Quantitative studies on the response of the ventilation to carbon dioxide inhalation were carried out on twelve normal subjects, twelve patients with emphysema, and one patient with fibrosis of the lung (Boeck's sarcoid). Tidal air, respiratory rate, minute ventilation, arterial serum carbon dioxide, and pH determinations were made before and during hyperpnea produced by addition of carbon dioxide to the spirometer. Minute liter ventilation increase, divided by the millimeter increase in tension of carbon dioxide of the normal group, showed an average increase of 2.71 liters per minute for each millimeter of mercury in crease of carbon dioxide, or a median value of 1.6 liters. In terms of pH this was shown to be an increase of 3.16 liters per minute for each 0.01 decrease in pH, or a median value of 2.5 liters. The patients with emphysema were shown to have an average of 3.0 volumes per cent (7.0 per cent) more total carbon dioxide content than did the normal subjects.
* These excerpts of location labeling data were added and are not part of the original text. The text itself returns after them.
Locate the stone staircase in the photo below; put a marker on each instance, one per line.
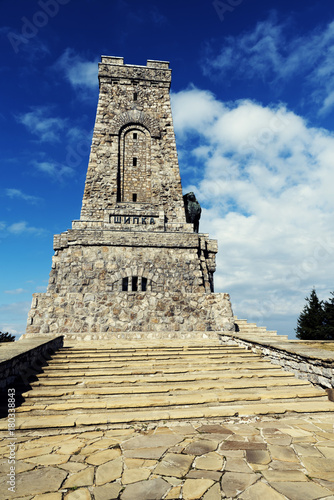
(122, 382)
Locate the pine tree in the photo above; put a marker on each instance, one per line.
(328, 330)
(310, 324)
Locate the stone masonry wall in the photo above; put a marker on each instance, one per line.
(166, 261)
(316, 367)
(132, 262)
(133, 99)
(101, 314)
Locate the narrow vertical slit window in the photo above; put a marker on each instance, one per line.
(134, 283)
(125, 284)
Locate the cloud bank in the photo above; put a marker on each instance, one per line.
(264, 178)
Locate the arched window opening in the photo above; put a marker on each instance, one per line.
(125, 284)
(134, 165)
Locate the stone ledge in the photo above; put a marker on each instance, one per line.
(315, 365)
(20, 360)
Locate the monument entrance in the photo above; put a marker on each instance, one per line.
(132, 263)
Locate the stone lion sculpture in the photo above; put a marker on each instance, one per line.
(193, 210)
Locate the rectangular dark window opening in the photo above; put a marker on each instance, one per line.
(125, 284)
(134, 283)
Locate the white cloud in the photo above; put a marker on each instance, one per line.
(17, 291)
(45, 127)
(54, 170)
(17, 193)
(79, 72)
(18, 228)
(273, 52)
(265, 180)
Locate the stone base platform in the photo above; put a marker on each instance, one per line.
(101, 314)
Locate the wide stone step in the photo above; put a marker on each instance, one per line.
(253, 362)
(194, 398)
(251, 384)
(141, 370)
(155, 377)
(129, 416)
(152, 354)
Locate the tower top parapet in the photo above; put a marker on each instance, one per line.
(112, 68)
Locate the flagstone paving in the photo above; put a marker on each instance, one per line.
(250, 431)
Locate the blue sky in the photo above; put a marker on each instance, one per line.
(253, 107)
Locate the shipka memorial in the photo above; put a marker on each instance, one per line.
(132, 263)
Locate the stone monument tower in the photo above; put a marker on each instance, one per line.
(132, 263)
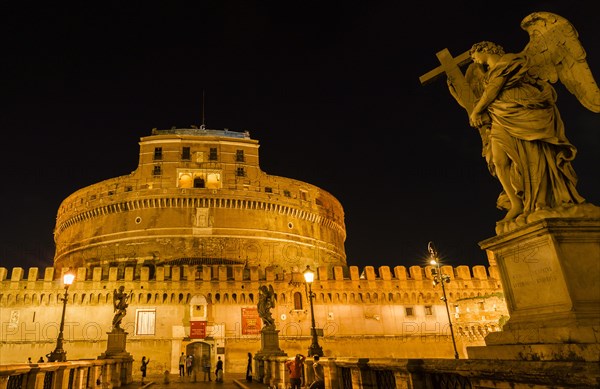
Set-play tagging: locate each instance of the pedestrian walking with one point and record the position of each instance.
(319, 382)
(219, 370)
(143, 367)
(182, 365)
(206, 367)
(249, 368)
(189, 362)
(295, 368)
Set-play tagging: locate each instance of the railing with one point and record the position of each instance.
(84, 374)
(358, 373)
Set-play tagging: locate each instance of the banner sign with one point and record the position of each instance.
(251, 323)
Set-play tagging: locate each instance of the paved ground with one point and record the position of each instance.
(230, 381)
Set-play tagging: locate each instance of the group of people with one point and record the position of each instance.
(295, 369)
(186, 367)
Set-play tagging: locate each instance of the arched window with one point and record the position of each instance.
(198, 182)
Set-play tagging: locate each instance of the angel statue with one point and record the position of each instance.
(266, 301)
(513, 104)
(120, 303)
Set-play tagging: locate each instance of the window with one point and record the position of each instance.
(239, 155)
(158, 153)
(199, 182)
(298, 301)
(185, 154)
(145, 322)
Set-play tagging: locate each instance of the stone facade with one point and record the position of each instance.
(199, 197)
(395, 314)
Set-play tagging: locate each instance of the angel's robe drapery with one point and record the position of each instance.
(526, 124)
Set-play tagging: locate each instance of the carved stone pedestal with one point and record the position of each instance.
(269, 342)
(117, 340)
(550, 272)
(115, 349)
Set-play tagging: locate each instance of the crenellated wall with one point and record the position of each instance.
(372, 312)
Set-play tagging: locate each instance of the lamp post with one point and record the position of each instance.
(60, 355)
(441, 278)
(314, 349)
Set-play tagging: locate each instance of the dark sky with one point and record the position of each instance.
(330, 89)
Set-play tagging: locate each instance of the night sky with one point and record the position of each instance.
(330, 89)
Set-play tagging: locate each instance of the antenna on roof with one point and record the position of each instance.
(203, 124)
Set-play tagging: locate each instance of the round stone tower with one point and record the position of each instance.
(199, 197)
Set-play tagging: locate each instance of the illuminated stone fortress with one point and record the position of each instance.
(193, 233)
(198, 197)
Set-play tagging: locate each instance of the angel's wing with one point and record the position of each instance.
(555, 52)
(272, 294)
(115, 299)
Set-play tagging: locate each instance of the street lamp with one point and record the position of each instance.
(60, 355)
(314, 349)
(441, 278)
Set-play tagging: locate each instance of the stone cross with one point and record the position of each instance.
(450, 66)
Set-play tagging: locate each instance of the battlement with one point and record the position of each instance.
(246, 273)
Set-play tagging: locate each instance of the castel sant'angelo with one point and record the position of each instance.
(193, 233)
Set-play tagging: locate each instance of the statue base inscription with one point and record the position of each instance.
(550, 271)
(269, 342)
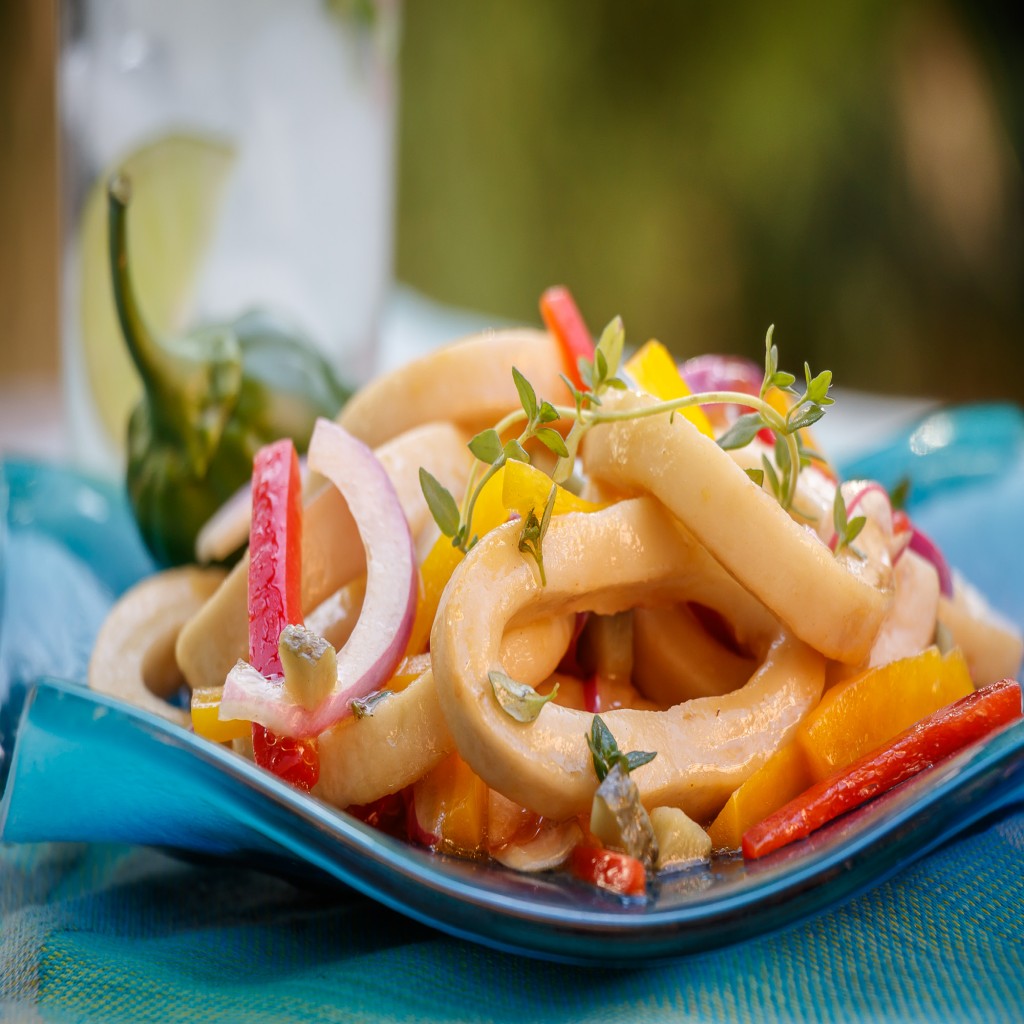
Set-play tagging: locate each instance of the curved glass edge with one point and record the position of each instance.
(227, 806)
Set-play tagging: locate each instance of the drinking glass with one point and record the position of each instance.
(259, 137)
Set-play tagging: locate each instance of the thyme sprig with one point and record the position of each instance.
(599, 375)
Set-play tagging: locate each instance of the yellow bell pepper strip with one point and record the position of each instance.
(654, 370)
(854, 717)
(435, 570)
(935, 737)
(274, 598)
(562, 317)
(451, 805)
(205, 706)
(524, 487)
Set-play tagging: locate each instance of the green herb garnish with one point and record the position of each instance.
(606, 753)
(517, 699)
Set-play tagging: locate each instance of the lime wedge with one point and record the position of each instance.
(177, 182)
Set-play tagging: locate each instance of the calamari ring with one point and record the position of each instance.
(133, 656)
(468, 383)
(606, 561)
(365, 759)
(332, 553)
(676, 658)
(823, 600)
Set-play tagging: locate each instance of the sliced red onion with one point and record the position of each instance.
(722, 373)
(923, 545)
(378, 641)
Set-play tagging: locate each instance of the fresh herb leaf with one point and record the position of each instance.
(527, 396)
(442, 506)
(899, 495)
(517, 699)
(772, 477)
(741, 432)
(552, 439)
(365, 707)
(534, 529)
(548, 413)
(606, 754)
(514, 451)
(610, 346)
(846, 530)
(486, 445)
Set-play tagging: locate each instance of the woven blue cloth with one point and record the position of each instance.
(121, 934)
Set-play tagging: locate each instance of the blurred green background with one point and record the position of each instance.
(849, 172)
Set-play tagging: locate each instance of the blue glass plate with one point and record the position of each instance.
(82, 767)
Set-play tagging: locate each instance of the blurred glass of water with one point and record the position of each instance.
(259, 137)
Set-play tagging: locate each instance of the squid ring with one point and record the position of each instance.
(469, 383)
(133, 656)
(607, 561)
(332, 554)
(365, 759)
(825, 601)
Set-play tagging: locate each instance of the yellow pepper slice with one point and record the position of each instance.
(853, 718)
(526, 487)
(451, 803)
(435, 570)
(654, 370)
(205, 707)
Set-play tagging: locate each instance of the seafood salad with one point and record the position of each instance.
(570, 605)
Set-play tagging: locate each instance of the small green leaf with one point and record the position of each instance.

The average response was 1.85 liters per minute increase in ventilation for each millimeter increase in carbon dioxide tension (66 per cent that of the normal group) when both groups are considered as a whole. There was a wide variation in the response within each group and considerable overlapping between the response of the two groups existed. A statistical analysis would seem to indicate that the difference was not significant. However, the patients with emphysema did not get as much tidal exchange for a given amount of respiratory effort as did the normal subjects, and were shown by the relationship ventilation (in liters per minute) vital capacity (in liters) to have an increased resting respiratory effort as well as a greater increment of respiratory effort for a given change in pH consequent to carbon dioxide inhalation. From the evidence presented, it seems apparent that in terms of respiratory effort, the emphysematous patient is actually more sensitive to carbon dioxide inhalation than the normal individual. The explanation for this phenomenon is unknown at the present time.